Und diese Worte fielen in Martins Herz, und noch am selben Tage ging er hin, kaufte sich ein Neues Testament in großem Druck und begann zu lesen.

Martin wollte nur an Feiertagen lesen, aber als er zu lesen anfing, wurde ihm das Herz so leicht, daß er von nun an jeden Tag las. Manchmal vergaß er alles über dem Lesen: das Öl in der Lampe brannte zu Ende, er aber konnte sich noch immer nicht von dem Buche losreißen. Und so las Martin denn jeden Abend. Und je mehr er las, um so besser verstand er, was Gott von ihm wollte und wie er für Gott leben müßte. und es wurde ihm leichter und leichter ums Herz.
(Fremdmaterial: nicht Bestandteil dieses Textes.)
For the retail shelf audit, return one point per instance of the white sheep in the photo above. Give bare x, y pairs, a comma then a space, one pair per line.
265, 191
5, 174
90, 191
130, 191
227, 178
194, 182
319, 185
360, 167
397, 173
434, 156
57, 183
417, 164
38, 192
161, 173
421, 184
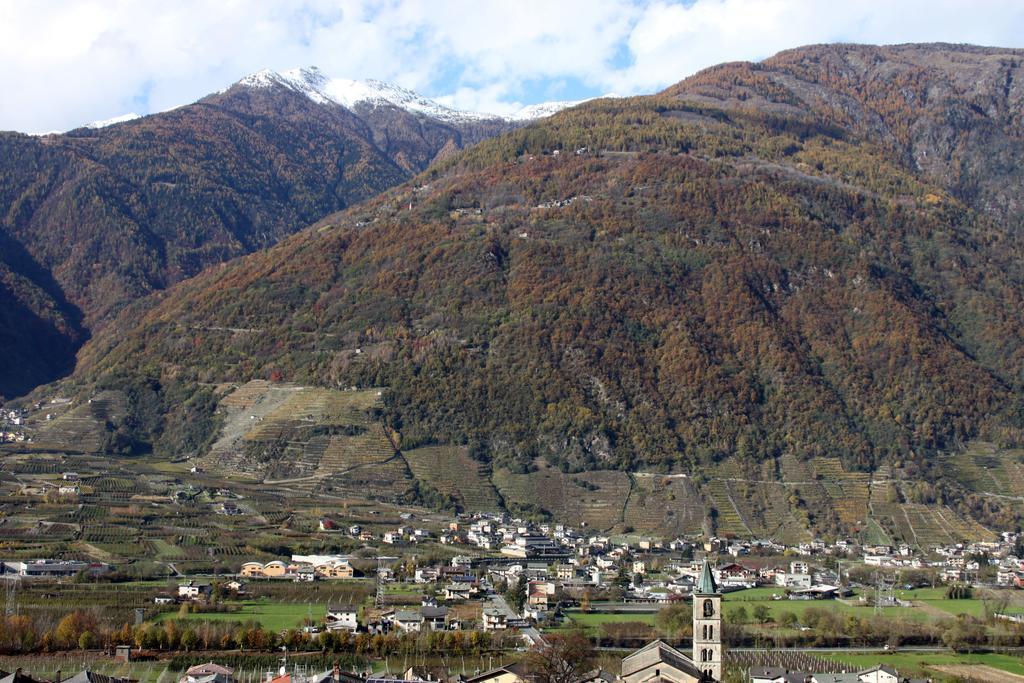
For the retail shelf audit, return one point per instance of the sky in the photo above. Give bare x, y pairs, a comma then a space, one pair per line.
67, 62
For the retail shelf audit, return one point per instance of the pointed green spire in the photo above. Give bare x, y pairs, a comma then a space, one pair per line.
707, 585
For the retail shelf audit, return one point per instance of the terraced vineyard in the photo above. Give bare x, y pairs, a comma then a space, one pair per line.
289, 432
662, 504
595, 499
849, 491
453, 472
984, 468
83, 428
728, 521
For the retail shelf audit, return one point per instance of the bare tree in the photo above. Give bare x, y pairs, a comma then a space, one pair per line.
560, 658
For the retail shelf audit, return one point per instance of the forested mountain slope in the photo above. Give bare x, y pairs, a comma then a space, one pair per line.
752, 266
114, 213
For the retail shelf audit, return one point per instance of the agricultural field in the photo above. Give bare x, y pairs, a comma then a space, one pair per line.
595, 499
928, 604
592, 621
269, 614
948, 666
45, 667
451, 471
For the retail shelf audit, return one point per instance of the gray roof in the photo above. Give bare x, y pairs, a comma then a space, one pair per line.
836, 678
658, 652
86, 676
707, 585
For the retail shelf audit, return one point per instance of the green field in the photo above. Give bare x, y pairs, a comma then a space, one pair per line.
271, 615
44, 667
918, 663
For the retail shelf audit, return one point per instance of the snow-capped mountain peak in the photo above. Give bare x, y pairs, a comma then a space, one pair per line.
351, 93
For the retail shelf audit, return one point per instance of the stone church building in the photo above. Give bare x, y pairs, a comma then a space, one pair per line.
658, 662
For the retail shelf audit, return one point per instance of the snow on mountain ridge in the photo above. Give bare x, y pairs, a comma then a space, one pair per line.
110, 122
349, 93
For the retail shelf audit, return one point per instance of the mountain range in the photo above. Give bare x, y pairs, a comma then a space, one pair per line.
814, 256
111, 212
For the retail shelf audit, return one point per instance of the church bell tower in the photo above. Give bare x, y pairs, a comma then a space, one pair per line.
708, 625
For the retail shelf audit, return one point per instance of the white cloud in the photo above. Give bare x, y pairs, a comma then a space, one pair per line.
70, 61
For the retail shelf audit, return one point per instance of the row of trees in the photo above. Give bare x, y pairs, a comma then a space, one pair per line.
81, 630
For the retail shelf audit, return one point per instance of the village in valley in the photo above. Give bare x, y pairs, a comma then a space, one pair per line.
485, 585
340, 564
Früher hatte er abends vor dem Einschlafen gestöhnt und gejammert und um den verstorbenen Sohn getrauert, jetzt aber flüsterte er nur: »Preis sei dir, o Herr, Preis sei dir! Dein Wille geschehe!«

Martins ganze Lebensweise veränderte sich. Früher war er manchmal am Feierabend ins Wirtshaus gegangen, ein Glas Tee zu trinken, und hatte auch ein Schnäpschen nicht verschmäht. Zuweilen hatte er mit Bekannten beisammen gesessen und getrunken, und wenn er sich auch nicht grade einen Rausch angelegt hatte, so war er doch beim Verlassen des Wirtshauses angeheitert gewesen, hatte Unsinn geschwätzt, gescholten, über seine Nebenmenschen losgezogen. Jetzt war das alles ganz von selbst anders geworden. Sein Leben wurde still und freudig. Frühmorgens setzt er sich an die Arbeit, nach vollbrachtem Tagewerk aber nimmt er das Wandlämpchen vom Haken, stellt es auf den Tisch, holt das Buch vom Wandbrett, schlägt es auf und setzt sich zum Lesen nieder. Und je mehr er liest, um so mehr versteht er, und um so klarer und heiterer wird es in seinem Herzen.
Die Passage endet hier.